The scenario is different from the one that prevailed three months ago when some farmers uprooted their oil palm plantations.

Prices for FFB are fixed every month based on the average crude palm oil price. For a FFB, a farmer gets 12 per cent of crude palm oil price plus 33 per cent of the realised value of palm kernel nut that makes up nine per cent in the FFB.

“The prices has been worked on the assumption that the oil extraction ration from FFB is 18 per cent. However, the ration is around 17.5 per cent,” Mr Arora says.

When a grower opts to cultivate oil palm, he or she will have to put up with the maturity period of three years. Oil palm begins to yield from the fourth year and productivity peaks from the seventh year onwards until the plant's 25{+t}{+h} year. In the first two years, farmers can earn through inter-cropping in which banana is perceived as the best.
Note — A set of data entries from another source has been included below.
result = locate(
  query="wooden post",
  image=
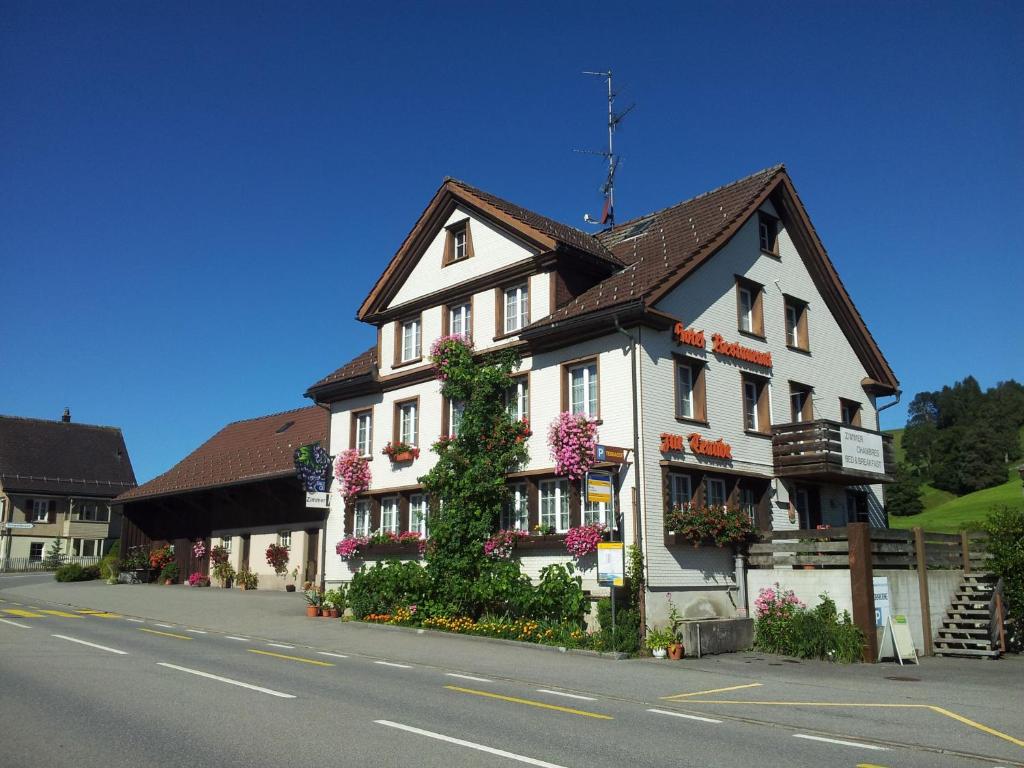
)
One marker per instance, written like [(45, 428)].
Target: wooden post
[(926, 608), (862, 587)]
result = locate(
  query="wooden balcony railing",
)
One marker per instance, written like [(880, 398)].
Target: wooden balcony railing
[(829, 452)]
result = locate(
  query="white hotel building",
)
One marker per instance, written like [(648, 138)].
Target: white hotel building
[(720, 320)]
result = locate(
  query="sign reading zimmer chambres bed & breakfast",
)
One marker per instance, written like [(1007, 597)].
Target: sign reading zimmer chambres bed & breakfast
[(861, 451)]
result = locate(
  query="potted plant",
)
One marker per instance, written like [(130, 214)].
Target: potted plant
[(658, 640), (169, 573)]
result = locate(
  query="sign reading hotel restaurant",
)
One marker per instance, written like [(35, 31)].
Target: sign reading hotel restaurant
[(610, 563), (599, 487), (861, 451), (609, 454), (738, 351)]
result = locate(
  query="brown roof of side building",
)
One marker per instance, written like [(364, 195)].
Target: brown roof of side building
[(65, 458), (243, 452)]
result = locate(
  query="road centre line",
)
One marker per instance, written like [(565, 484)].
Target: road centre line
[(529, 702), (841, 741), (684, 716), (92, 645), (165, 634), (291, 658), (227, 680), (468, 677), (567, 695), (469, 744), (713, 690)]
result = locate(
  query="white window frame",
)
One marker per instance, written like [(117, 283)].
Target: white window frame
[(714, 482), (411, 333), (389, 514), (360, 517), (461, 321), (418, 514), (515, 302), (680, 489), (745, 298), (365, 433), (408, 423), (751, 406), (41, 510), (589, 383), (555, 504), (515, 513)]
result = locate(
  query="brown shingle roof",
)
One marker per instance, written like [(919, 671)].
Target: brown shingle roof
[(244, 451), (657, 247), (57, 457)]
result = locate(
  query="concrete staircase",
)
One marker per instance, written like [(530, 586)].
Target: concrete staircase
[(967, 627)]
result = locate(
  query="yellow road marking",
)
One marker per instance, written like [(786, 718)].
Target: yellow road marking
[(165, 634), (529, 702), (939, 710), (713, 690), (291, 658)]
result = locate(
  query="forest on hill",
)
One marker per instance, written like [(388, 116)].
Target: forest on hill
[(958, 439)]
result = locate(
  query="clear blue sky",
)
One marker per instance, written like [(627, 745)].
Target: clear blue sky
[(195, 198)]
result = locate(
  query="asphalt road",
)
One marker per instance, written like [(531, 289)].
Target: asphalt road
[(111, 689)]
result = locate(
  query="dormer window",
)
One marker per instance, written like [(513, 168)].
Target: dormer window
[(458, 243)]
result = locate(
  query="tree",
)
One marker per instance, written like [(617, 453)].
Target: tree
[(903, 496)]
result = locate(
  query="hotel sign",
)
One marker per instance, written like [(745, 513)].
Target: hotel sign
[(861, 451)]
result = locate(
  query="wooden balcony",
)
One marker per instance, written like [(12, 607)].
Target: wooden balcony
[(828, 452)]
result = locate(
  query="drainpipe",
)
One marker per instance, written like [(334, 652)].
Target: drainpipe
[(637, 532)]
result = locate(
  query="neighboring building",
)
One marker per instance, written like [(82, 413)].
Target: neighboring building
[(57, 480), (718, 326), (239, 489)]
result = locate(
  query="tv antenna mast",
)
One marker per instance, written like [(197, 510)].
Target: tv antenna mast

Besides, farmers get subsidy for drip irrigation and micro-nutrients added to Rs 21,000 for four years if they opt to grow oil palm on their farm.

“Ruchi gives an incentive of Rs 2,000 a hectare for drip irrigation,” says Mr Arora

Not just that, once a farmer sells FFBs to a miller, the payment is credited within a fortnight to his or her bank account. Sales are made at collection centres from where FFBs are transported to crushing units.

“If growers can get through the initial period, oil palm is the best bet since it is trouble and hassle-free,” Mr Arora says but adds that assured return to growers is a must.

“We expect prices for March to be lower by at least Rs 200 since global prices have dropped. There should be no problem as long as prices stay above Rs 6,000 a tonne. But below that, it could spell trouble,” he says. One way of sustaining farmers interest in oil palm and making them take proper care of the crop is to ensure a minimum support price. “If the Government can fix a minimum support price somewhere between Rs 6,000 and Rs 7,000 for a FFB, it will bring in tremendous change,” Mr Arora says. If market prices drop below the MSP, the Government could step in and pay the difference. If prices rise, then the millers can foot the difference,” says Mr Arora.

“Two years ago, the Andhra Pradesh Government came up with the Market Intervention System. This was to ensure remunerative price for growers. While millers have paid their share, there is an outstanding of over Rs 40 crore from the State Government,” says a grower.

An oil palm plant requires around 200 litres of water a day besides proper nutrition. The average yield in India is 10-12 tonnes a hectare, though it is higher at over 20 tonnes in Andhra Pradesh. In comparison, productivity in Malaysia is 22 tonnes a hectare. Yield is higher in other growing nations since the crop is grown in regions where there is rain throughout the year.

Besides Andhra Pradesh, oil palm is cultivated in Orissa, Karnataka, Tamil Nadu, Mizoram and Gujarat with the total acreage being around one lakh hectares. Potential exists for growing the crop in Maharashtra, Bihar, Arunachal Pradesh, Tripura, Kerala and Goa.

This year, the Centre has targeted to bring an additional 60,000 hectares under the plantation with 44,000 hectares of it in Andhra Pradesh only.